Director, Strategic Mathematics Solutions
Dr. Monica Martinez-Canales, Sr. Principal Engineer, is responsible for driving new opportunities in data analytics, AI/DL/ML algorithms, and mathematics-based breakthroughs for deployment in operational processes, software, platforms, accelerators or Silicon and driving new use cases for Edge-to-Data-Center data analytics, supporting software optimization on Intel Architecture, and providing insights on industry trends.
Monica is an interdisciplinary leader, combining disciplines of Mathematics, Computer Science, Biological Science, and Environmental Science. Her work involves decision making in complex and uncertain environments, big data analytics, numerical operations research algorithms, distributed compute, Bayesian Statistics, multi-scale/multi-physics/multi-fidelity models, machine learning and artificial intelligence.
Monica has been Director and Research Lead of Applied Research & Pathfinding team for the Autonomous Vehicle R&D Data Center Platform, delivering scalable and distributed perception, privacy, and learning for Autonomous Vehicles; Director of Strategic Mathematics Solutions / Applied Mathematics exploring Clifford algebras and their applications; and Director of Big Data for Science & Technology in Genomics and Precision Medicine developing Big Data and HPC architectures and data flow processes linking genome data to disease risk. Monica joined Intel in 2008 as a Principal Engineer leading Strategic Initiatives in Validation Business Intelligence and Analytics within the Platform Validation Engineering Group developing operational processes to accelerate product delivery schedules.

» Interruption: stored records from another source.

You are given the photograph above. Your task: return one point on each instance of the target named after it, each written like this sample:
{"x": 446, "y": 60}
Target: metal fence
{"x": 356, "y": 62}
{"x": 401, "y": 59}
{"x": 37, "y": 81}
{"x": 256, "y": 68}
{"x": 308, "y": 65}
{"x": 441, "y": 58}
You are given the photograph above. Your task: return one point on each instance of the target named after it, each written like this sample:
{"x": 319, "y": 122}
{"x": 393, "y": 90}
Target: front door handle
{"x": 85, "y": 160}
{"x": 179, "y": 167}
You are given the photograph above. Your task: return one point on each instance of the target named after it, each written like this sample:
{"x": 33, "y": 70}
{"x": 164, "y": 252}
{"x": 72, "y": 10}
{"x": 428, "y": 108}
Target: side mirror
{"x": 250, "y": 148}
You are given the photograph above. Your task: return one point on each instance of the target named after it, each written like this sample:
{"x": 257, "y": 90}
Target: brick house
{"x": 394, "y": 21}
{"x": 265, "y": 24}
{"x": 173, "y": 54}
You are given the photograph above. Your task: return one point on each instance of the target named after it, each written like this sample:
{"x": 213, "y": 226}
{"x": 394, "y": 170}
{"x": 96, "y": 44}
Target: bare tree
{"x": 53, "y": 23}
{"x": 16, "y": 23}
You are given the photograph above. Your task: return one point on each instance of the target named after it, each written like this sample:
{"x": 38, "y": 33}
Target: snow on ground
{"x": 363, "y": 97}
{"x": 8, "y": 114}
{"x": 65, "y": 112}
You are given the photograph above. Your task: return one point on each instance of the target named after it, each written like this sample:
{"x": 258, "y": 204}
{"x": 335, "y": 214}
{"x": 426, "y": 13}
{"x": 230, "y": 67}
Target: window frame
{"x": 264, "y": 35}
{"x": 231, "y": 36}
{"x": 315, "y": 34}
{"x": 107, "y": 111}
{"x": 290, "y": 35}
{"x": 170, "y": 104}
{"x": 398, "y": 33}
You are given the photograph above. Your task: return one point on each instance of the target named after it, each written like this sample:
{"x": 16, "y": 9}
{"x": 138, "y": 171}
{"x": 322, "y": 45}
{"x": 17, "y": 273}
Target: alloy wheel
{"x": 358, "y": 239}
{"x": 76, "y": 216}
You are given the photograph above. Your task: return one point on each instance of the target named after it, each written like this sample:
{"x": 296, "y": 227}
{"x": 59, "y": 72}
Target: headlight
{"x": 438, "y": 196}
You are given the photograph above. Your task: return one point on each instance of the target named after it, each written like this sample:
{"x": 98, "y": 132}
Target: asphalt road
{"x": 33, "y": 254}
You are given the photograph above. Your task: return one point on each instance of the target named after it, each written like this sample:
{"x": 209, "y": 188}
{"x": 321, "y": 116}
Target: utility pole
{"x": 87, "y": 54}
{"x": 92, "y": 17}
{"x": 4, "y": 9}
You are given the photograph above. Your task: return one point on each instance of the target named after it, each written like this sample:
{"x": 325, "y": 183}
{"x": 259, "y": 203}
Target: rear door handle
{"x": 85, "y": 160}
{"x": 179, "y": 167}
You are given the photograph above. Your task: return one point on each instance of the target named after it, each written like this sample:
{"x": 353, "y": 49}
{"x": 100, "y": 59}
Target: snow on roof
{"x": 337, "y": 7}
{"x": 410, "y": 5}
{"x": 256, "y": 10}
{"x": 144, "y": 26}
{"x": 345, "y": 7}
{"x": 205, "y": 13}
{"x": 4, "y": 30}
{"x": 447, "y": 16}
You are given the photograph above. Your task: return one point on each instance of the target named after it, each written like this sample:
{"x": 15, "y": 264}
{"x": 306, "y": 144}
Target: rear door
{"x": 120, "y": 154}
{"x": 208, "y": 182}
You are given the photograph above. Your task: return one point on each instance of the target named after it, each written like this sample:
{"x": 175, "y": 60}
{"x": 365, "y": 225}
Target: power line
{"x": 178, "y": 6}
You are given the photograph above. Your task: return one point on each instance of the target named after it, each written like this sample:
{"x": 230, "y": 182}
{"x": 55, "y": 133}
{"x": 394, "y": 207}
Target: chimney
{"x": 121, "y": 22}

Prior to joining Intel, Monica had been a Principal Member of the Technical Staff at Sandia National Laboratories, and Principal Investigator leading award-winning research in verification, validation, and quantifications of margins under uncertainty of multi-fidelity, multi-disciplinary complex systems within defense and energy programs. Monica completed a National Science Foundation Post-Doctoral Fellowship at Stanford University. She also conducted postdoctoral research at University of Texas at Austin, where she developed Hilbert Space Filling Curve-based key-value indexing to manage domain decomposition parallelization strategies of Finite Element Models of hyperbolic partial differential equations on Intel Paragon, Cray Y-MP, IBM SP2, and heterogeneous clusters. Monica earned a Ph.D. in Computational and Applied Mathematics from Rice University and received a B.S. in Mathematics from Stanford University. Monica is author of multiple peer-reviewed journal articles. Monica has been a long-time STEM/STEAM advocate and mentor.